# Aplikacja "zawsze na wierzchu" i kiosk mode.

## bartmarian

Witam,

chcę postawić kiosk, skróty zablokowane, firefox z r-kiosk, wszystko jest ok, poza tym,

że do strony domyślnej wraca się Alt+Home, wolałbym aby np w prawym górnym rogu,

zawsze na wierzchu była aplikacja np 50x50 pix, która jako przycisk wykonuje tę czynność,

a jest bardziej zrozumiała, bo wygląda jak czerwony X lub nazywa się (nie, nie start) rozpocznij.

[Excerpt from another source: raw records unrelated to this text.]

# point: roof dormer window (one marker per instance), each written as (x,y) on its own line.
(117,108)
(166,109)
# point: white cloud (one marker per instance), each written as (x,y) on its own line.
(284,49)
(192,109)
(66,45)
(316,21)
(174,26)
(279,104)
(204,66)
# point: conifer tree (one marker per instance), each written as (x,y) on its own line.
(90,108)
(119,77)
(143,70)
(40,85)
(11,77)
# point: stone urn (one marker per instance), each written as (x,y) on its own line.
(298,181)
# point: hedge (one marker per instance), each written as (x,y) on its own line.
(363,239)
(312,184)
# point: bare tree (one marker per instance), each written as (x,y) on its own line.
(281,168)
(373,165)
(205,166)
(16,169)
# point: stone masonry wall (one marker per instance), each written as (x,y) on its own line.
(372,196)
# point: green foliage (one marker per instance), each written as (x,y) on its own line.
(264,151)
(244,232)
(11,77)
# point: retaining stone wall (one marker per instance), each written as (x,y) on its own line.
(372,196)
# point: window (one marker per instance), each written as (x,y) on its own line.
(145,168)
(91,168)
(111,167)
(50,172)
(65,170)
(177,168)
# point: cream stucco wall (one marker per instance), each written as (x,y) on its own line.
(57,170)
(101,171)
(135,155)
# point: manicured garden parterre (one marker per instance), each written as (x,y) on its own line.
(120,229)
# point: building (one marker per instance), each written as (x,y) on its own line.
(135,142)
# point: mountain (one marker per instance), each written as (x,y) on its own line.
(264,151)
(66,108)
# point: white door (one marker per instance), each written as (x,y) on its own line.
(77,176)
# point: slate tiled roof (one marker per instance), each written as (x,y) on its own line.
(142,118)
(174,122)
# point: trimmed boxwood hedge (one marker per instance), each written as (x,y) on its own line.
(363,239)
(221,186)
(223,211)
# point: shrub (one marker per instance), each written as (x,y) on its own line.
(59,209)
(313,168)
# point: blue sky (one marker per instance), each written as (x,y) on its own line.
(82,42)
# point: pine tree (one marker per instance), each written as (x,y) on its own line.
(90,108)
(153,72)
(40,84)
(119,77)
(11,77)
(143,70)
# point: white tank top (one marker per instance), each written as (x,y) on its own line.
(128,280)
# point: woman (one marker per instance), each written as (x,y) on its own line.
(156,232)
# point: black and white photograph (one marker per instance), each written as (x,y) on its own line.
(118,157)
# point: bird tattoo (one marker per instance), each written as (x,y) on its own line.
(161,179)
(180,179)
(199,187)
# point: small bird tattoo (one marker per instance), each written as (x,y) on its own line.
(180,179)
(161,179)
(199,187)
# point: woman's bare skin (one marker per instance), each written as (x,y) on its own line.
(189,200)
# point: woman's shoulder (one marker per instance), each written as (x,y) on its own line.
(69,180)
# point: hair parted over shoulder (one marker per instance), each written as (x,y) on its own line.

Próbowałem gdesklets, ale się chowa (mimo opcji ontop), bo r-kiosk też ją ma.

Pozdrawiam

----------

## SlashBeast

W kazdym managerze okien mozesz to ustawic. W openboksie robisz po prostu wpis, wybierasz co ma byc always on top np. po klasie czy nazwie i tyle.

----------

## bartmarian

Nie do końca chciał się FF z dodatkiem kiosk słuchać, kiosk i pełny ekran

wpychał się przed zdefiniowane okienko, rozwiązałem to modyfikując

dodatek, ustawiłem "no fullscreen" w wtyczce i rozmiar FF na stałe, na pełny ekran,

teraz działa jak chciałem.

----------